Penelope Wilton praises the Queen Mother calling her 'marvellous'

Penelope Wilton praises the Queen Mother calling  her 'marvellous'

‘The Queen Mother was an extremely clever woman’: Downton Abbey’s Penelope Wilton pays tribute to ‘quick and acerbic’ grandmother of King Charles as she prepares to play her on stage

  •  Penelope will play the Queen Mother in the play Backstairs Billy 
  • READ MORE: The grandest and most extravagant of the royals – who longed for a quiet life! 

Penelope Wilton has described the late Queen Mother as an ‘extremely clever woman’ as she prepares to take ont he role of King Charles’ grandmother in a new play. 

The Downton Abbey actress portrays Queen Elizabeth in the West End comedy Backstairs Billy, which details her relationship with Royal Family steward William Tallon, played by Luke Evans of Beauty and the Beast.

‘There was nothing she didn’t find interesting,’ the actress told The Telegraph. There’s nothing sentimental about this. The Queen Mother was very, very quick. She could be acerbic.’

Ahead of the play’s debut, Ms Wilton, 77, read countless books to educate herself on every aspect of Elizabeth’s life – from the royal’s mannerisms to her heel height. 

She pointed out Elizabeth’s inclination towards a lively social life, which might have stemmed from being widowed at 51 and needing to plot a whole new future for herself. 
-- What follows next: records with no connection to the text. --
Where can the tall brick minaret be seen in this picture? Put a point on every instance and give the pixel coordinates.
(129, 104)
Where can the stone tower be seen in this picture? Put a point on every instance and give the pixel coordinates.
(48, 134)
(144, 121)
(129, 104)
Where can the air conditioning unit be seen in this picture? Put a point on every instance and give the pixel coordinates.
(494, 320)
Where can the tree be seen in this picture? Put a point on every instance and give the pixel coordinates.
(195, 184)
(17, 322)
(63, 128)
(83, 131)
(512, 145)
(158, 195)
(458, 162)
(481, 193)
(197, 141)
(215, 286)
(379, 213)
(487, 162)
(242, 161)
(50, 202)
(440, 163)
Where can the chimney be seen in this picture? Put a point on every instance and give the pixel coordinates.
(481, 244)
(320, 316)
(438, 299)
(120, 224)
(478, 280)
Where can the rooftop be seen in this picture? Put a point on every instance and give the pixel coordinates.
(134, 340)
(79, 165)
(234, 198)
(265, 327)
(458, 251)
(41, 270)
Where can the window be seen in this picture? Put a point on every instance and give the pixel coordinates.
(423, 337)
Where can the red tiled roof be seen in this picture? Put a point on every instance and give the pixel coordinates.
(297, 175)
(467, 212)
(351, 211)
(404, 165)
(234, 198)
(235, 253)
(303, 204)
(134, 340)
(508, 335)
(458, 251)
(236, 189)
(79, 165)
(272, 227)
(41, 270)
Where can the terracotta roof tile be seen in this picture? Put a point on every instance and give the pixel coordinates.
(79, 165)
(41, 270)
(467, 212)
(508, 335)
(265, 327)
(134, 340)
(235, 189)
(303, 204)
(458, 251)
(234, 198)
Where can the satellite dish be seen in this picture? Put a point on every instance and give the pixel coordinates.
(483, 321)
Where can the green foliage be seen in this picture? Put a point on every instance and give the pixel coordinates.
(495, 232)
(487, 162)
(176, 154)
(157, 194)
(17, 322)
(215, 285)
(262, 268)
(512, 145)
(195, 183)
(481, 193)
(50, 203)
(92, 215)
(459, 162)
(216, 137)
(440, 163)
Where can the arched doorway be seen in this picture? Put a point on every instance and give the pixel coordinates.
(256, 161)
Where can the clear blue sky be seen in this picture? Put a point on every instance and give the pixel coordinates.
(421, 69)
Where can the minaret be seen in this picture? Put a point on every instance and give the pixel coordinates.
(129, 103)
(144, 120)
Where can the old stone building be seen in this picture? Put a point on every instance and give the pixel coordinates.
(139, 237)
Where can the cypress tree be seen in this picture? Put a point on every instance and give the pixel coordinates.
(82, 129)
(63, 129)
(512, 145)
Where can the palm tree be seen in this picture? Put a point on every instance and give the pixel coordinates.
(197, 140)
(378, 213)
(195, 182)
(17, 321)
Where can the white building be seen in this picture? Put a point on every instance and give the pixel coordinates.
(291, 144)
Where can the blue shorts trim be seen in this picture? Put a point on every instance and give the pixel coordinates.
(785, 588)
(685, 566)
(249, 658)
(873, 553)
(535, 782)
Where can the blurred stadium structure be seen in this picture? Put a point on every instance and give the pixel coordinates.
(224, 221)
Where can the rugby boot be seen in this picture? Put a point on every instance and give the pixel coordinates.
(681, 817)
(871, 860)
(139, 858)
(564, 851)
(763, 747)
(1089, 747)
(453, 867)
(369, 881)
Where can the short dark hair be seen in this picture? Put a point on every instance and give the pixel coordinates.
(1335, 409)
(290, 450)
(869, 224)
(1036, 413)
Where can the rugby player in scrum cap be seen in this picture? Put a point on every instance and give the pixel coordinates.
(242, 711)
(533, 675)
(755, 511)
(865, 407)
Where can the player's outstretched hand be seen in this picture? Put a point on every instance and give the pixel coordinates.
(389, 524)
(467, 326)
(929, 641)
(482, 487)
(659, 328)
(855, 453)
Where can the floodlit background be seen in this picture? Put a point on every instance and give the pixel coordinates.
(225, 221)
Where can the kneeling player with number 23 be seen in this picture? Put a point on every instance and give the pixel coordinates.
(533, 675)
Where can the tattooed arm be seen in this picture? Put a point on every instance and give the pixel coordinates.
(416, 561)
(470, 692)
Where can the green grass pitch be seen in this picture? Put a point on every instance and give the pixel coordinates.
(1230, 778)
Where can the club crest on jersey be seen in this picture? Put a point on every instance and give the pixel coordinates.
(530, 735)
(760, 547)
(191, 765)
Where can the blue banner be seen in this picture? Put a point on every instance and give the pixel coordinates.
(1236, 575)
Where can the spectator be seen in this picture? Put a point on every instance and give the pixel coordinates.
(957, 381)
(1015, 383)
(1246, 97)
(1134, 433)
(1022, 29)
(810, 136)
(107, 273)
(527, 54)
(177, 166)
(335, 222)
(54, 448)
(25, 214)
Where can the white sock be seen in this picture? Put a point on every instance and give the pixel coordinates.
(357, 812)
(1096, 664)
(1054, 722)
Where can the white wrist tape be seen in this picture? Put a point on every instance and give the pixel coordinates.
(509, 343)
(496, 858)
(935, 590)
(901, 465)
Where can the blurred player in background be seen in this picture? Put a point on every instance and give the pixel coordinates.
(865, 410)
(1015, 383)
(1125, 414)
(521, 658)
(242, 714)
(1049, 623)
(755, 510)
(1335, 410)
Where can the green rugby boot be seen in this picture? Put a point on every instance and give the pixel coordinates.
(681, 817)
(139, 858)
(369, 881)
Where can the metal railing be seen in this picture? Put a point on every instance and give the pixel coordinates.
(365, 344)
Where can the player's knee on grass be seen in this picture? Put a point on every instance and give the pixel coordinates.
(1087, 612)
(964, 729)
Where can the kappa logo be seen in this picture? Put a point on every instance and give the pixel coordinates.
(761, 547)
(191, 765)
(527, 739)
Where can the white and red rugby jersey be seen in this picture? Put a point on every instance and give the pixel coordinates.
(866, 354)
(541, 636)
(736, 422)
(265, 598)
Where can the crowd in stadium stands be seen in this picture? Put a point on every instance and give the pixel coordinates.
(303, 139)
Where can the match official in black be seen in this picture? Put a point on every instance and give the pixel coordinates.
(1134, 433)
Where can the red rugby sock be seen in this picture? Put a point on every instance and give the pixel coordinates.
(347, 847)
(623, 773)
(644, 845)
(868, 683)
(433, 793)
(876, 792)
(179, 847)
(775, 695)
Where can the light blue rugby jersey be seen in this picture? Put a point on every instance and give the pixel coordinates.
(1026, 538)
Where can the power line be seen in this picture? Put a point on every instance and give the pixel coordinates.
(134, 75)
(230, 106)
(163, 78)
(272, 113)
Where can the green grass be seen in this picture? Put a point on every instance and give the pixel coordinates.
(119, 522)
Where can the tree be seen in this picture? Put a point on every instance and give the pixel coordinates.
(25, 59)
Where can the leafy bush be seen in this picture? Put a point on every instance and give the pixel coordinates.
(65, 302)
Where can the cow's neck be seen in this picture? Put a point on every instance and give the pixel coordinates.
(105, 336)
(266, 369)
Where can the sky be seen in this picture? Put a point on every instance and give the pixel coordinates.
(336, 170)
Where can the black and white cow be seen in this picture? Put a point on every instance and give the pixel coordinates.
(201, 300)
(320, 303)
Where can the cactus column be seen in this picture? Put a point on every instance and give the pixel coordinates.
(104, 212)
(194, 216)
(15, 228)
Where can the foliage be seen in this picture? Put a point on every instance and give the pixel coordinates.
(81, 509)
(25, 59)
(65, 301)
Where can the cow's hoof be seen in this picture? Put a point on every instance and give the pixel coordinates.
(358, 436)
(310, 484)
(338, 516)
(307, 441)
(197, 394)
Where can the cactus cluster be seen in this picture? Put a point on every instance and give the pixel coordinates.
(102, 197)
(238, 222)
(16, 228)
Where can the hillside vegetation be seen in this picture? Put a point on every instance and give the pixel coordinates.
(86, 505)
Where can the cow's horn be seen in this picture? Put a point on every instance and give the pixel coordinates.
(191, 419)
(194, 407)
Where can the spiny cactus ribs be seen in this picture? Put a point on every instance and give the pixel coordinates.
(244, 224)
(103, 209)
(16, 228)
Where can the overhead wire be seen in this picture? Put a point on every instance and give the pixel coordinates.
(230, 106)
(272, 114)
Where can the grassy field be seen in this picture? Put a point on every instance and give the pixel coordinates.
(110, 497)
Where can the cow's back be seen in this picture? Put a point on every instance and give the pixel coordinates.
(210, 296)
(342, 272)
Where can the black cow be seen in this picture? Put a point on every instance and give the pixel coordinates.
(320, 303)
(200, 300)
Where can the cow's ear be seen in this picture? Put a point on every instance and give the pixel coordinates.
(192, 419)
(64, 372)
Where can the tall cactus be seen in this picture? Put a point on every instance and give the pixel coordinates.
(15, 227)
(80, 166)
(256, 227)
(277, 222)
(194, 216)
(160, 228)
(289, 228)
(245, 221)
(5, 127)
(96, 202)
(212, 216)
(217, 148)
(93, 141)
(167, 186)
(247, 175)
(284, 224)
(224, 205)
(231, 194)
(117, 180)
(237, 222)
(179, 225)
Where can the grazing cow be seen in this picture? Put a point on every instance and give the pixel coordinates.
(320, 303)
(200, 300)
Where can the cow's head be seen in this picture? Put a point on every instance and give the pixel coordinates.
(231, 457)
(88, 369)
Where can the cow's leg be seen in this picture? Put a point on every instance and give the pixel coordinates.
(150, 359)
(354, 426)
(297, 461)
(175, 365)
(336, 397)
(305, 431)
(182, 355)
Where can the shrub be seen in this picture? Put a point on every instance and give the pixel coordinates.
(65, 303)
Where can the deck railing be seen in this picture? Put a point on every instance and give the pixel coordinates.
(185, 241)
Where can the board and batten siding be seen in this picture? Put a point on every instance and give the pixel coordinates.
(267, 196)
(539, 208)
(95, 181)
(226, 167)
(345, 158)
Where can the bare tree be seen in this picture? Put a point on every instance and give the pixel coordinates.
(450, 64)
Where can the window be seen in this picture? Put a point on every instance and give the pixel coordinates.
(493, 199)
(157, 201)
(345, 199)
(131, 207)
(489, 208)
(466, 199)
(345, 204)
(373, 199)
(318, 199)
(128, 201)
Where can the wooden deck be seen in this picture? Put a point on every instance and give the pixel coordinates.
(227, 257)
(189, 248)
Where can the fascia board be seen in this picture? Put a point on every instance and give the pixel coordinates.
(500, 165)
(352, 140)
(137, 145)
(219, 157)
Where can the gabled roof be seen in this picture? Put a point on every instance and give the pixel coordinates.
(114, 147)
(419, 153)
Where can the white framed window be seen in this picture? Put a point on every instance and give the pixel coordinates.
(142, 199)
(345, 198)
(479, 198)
Penelope Wilton portrays Queen Elizabeth in the West End comedy Backstairs Billy, which details her relationship with Royal Family steward William Tallon, played by Luke Evans of Beauty and the Beast

The production at the Duke of York Theatre in London, is set in 1979 against the backdrop of civil unrest in Britain. 

It is directed by Michael Grandage and written by Marcelo Dos Santos.

Ms Wilton, who expressed her honor in portraying the role, had nothing but praise for her character. 

She cited Queen Elizabeth’s refusal to evacuate during the Nazi bombardment. It proved such a significant boost to British morale that Adolf Hitler dubbed her ‘the most dangerous woman in Europe’.

In preparation for the expected Nazi invasion, the royal took shooting lessons with pistols and rifles in the gardens of Buckingham Palace, sometimes using as her targets the scurrying rats that had been set loose on London’s streets as buildings collapsed in the air raids.

The actress clarified that the play offers a speculative view of what the lives of Elizabeth and William could have been, emphasising its fictional nature.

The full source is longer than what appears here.